Closing the Planning-Learning Loop with Application to Autonomous Driving
This work addresses the critical challenge of real-time planning for autonomous vehicles in complex urban environments, particularly for improving decision-making and safety in dense traffic.
This paper introduces LeTS-Drive, an algorithm that integrates planning and learning in a closed loop to address real-time planning under uncertainty for autonomous driving. It learns a policy and value function from an online planner, which then uses these as heuristics to improve its real-time performance. The system demonstrates superior performance compared to planning or learning in isolation, and open-loop integrations.
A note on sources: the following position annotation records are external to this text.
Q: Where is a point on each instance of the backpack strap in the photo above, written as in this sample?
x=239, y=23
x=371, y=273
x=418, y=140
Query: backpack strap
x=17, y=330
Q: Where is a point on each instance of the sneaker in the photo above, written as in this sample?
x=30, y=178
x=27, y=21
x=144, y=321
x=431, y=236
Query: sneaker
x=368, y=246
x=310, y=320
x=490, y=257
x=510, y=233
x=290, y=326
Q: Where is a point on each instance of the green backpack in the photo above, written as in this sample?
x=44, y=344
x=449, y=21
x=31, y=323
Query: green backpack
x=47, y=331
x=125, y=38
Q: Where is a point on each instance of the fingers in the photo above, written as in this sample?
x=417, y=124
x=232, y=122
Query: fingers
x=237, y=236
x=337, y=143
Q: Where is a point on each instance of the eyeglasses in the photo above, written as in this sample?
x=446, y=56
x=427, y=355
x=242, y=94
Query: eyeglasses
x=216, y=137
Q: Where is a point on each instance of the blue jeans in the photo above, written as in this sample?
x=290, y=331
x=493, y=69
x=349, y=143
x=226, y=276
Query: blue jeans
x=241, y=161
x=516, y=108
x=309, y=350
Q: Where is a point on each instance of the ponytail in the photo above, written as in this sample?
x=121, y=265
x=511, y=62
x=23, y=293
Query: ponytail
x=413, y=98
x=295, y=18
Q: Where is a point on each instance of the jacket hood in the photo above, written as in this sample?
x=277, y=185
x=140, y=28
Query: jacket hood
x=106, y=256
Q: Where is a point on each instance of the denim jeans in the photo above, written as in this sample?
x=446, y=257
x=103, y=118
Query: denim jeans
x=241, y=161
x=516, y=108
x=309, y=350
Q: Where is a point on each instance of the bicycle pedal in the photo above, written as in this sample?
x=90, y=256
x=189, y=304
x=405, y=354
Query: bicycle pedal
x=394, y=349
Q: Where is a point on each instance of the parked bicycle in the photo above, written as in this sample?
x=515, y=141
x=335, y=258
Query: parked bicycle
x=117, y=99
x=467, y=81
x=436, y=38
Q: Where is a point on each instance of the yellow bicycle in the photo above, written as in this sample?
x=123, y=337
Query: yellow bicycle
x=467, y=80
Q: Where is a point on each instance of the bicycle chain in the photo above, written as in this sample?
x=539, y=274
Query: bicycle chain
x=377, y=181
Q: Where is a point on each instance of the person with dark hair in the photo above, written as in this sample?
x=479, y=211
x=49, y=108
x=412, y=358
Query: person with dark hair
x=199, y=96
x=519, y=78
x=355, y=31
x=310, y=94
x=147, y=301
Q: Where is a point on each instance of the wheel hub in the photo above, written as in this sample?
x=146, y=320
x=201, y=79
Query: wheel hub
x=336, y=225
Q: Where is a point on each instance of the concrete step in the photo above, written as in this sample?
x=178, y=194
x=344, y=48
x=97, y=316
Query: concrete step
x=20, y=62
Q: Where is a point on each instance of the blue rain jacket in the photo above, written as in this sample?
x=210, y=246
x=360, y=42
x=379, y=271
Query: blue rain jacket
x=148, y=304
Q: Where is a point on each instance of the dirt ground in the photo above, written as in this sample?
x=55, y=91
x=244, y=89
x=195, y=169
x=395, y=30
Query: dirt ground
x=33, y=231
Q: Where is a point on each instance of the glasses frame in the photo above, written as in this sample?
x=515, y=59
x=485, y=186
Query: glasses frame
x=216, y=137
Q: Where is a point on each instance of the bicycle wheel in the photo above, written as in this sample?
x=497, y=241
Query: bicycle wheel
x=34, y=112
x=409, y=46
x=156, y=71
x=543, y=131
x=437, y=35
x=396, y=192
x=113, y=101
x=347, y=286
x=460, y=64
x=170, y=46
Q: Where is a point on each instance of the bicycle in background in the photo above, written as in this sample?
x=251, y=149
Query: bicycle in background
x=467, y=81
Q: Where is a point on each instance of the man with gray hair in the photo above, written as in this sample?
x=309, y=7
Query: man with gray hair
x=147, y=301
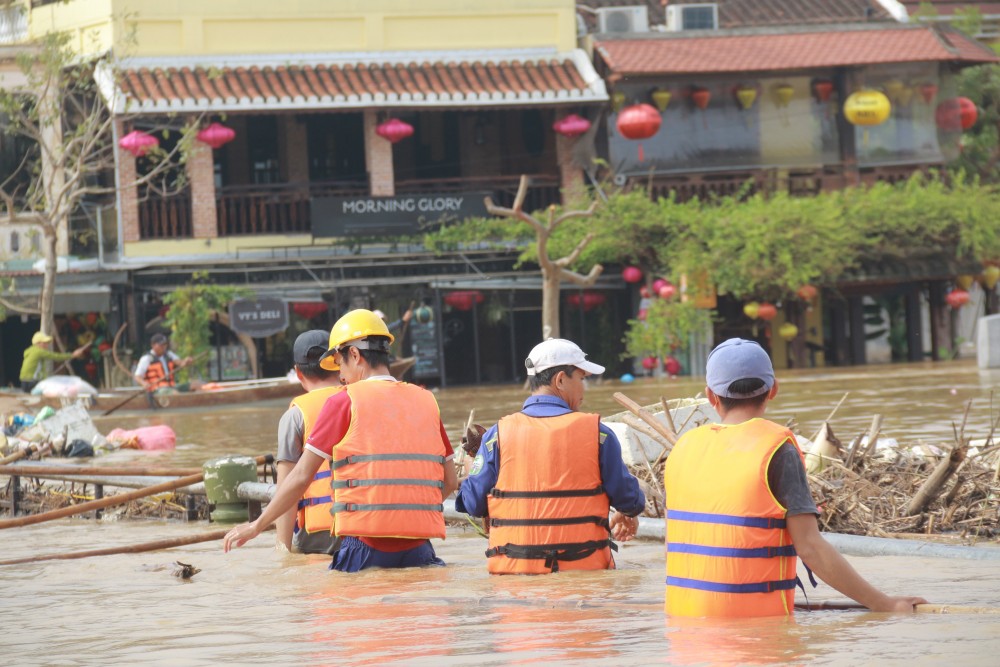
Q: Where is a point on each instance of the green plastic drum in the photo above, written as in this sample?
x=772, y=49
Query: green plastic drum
x=222, y=477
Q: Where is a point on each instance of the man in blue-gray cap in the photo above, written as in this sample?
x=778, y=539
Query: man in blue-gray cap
x=739, y=509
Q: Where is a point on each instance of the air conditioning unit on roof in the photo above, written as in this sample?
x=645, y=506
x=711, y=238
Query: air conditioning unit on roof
x=623, y=19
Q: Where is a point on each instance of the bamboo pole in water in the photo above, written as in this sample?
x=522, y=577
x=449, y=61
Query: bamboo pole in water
x=41, y=470
x=128, y=549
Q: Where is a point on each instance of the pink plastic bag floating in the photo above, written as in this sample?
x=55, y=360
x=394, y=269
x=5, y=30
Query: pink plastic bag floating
x=150, y=438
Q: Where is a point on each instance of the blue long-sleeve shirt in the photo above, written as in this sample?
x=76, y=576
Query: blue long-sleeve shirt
x=622, y=488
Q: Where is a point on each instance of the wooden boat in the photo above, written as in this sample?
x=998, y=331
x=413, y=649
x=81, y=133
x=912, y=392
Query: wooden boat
x=221, y=393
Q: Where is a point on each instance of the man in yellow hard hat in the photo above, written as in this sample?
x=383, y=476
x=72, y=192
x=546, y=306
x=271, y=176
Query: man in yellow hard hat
x=38, y=360
x=389, y=453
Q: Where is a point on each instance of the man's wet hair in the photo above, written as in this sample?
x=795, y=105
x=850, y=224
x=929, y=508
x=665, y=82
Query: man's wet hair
x=378, y=357
x=544, y=378
x=744, y=386
x=314, y=371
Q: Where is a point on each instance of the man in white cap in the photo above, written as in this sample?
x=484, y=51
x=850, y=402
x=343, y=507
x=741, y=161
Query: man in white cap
x=739, y=510
x=38, y=358
x=546, y=477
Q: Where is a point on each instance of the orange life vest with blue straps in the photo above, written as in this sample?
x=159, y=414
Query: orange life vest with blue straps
x=314, y=507
x=388, y=471
x=729, y=552
x=549, y=511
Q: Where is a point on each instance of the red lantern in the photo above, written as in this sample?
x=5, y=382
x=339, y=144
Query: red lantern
x=631, y=274
x=807, y=292
x=928, y=91
x=464, y=300
x=956, y=114
x=571, y=126
x=701, y=97
x=309, y=309
x=138, y=143
x=823, y=90
x=394, y=130
x=637, y=122
x=957, y=298
x=216, y=135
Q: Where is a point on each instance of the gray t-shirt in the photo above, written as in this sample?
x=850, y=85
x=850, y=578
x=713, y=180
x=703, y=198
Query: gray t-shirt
x=291, y=427
x=787, y=478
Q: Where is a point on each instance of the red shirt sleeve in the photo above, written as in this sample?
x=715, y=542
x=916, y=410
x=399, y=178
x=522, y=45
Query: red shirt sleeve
x=332, y=424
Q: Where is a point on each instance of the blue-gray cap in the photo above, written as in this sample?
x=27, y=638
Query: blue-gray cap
x=738, y=359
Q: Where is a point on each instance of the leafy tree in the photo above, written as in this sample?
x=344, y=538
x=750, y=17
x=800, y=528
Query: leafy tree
x=58, y=109
x=190, y=316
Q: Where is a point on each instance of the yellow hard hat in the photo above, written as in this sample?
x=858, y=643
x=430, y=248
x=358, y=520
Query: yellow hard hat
x=355, y=325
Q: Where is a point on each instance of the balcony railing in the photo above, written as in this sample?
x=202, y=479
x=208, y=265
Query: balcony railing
x=165, y=217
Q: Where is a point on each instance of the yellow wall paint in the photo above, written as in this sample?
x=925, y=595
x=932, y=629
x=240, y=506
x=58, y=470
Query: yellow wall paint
x=192, y=27
x=454, y=32
x=288, y=35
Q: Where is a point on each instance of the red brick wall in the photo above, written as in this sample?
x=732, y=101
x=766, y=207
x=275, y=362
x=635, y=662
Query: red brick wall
x=201, y=174
x=378, y=157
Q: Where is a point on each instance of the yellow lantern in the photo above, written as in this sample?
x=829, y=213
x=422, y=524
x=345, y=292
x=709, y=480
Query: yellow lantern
x=746, y=96
x=990, y=276
x=783, y=94
x=867, y=107
x=893, y=89
x=661, y=98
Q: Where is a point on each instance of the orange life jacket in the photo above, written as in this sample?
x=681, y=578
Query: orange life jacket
x=156, y=377
x=728, y=550
x=314, y=507
x=388, y=471
x=549, y=511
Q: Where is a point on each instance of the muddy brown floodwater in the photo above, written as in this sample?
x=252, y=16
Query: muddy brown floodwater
x=257, y=606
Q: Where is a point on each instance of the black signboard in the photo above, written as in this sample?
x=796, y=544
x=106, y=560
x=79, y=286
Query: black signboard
x=406, y=214
x=423, y=339
x=258, y=318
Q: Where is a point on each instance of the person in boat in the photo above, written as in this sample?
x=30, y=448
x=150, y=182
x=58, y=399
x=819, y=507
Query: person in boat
x=39, y=358
x=739, y=509
x=391, y=459
x=156, y=369
x=307, y=528
x=547, y=476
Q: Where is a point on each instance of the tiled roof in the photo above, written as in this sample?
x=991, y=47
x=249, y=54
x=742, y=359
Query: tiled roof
x=801, y=49
x=444, y=79
x=749, y=13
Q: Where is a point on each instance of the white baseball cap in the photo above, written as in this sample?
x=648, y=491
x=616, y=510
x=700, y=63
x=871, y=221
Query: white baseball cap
x=559, y=352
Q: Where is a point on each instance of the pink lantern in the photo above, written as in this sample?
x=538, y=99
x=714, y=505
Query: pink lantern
x=394, y=130
x=632, y=274
x=138, y=143
x=216, y=135
x=571, y=126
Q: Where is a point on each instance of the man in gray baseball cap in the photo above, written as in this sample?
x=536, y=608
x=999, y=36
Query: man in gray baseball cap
x=546, y=476
x=739, y=510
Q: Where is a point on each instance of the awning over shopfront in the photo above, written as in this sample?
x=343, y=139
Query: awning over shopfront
x=413, y=79
x=761, y=50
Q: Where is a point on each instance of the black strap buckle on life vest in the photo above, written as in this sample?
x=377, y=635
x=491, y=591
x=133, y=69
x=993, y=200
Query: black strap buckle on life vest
x=552, y=554
x=568, y=521
x=567, y=493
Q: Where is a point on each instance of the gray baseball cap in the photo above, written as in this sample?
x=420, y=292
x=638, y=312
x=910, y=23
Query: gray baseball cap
x=738, y=359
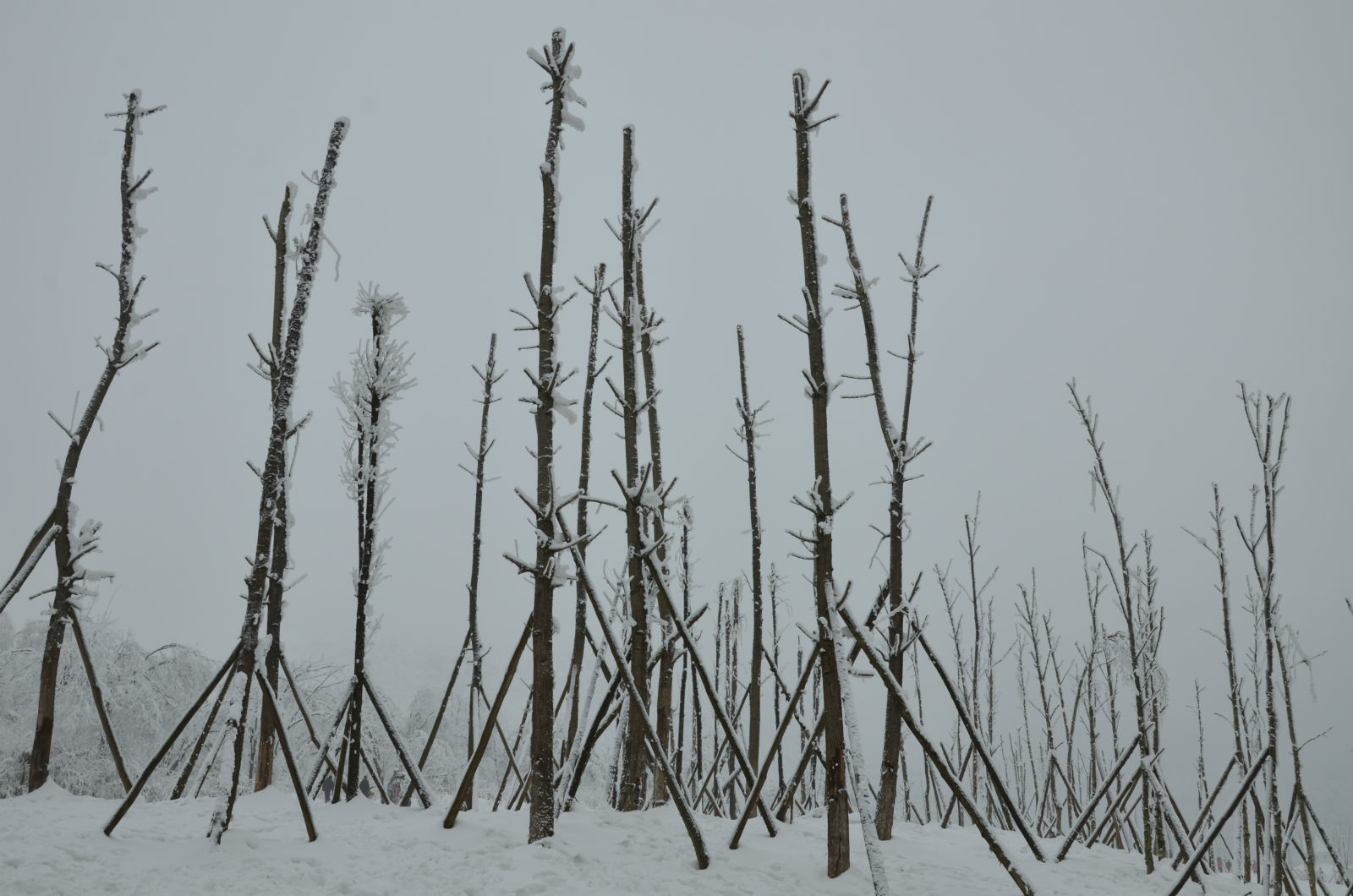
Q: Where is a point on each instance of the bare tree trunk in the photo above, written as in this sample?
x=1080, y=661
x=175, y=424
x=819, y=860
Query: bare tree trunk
x=1127, y=603
x=558, y=65
x=1298, y=785
x=274, y=472
x=489, y=376
x=819, y=501
x=775, y=650
x=1233, y=684
x=1262, y=413
x=649, y=322
x=748, y=414
x=72, y=578
x=281, y=560
x=575, y=664
x=900, y=454
x=633, y=768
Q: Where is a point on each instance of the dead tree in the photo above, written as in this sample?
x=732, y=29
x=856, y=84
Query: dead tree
x=900, y=454
x=244, y=659
x=819, y=500
x=379, y=378
x=1129, y=596
x=633, y=220
x=938, y=762
x=489, y=378
x=1263, y=413
x=1218, y=553
x=595, y=290
x=72, y=539
x=649, y=324
x=556, y=61
x=748, y=434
Real-time planning under uncertainty is critical for robots operating in complex dynamic environments. Consider, for example, an autonomous robot vehicle driving in dense, unregulated urban traffic of cars, motorcycles, buses, etc. The robot vehicle has to plan in both short and long terms, in order to interact with many traffic participants with uncertain intentions and drive effectively. Planning explicitly over a long time horizon, however, incurs prohibitive computational costs and is impractical under real-time constraints. To achieve real-time performance for large-scale planning, this work introduces a new algorithm Learning from Tree Search for Driving (LeTS-Drive), which integrates planning and learning in a closed loop, and applies it to autonomous driving in crowded urban traffic in simulation. Specifically, LeTS-Drive learns a policy and its value function from data provided by an online planner, which searches a sparsely-sampled belief tree; the online planner in turn uses the learned policy and value functions as heuristics to scale up its run-time performance for real-time robot control. These two steps are repeated to form a closed loop so that the planner and the learner inform each other and improve in synchrony. The algorithm learns on its own in a self-supervised manner, without human effort on explicit data labeling. Experimental results demonstrate that LeTS-Drive outperforms either planning or learning alone, as well as open-loop integration of planning and learning.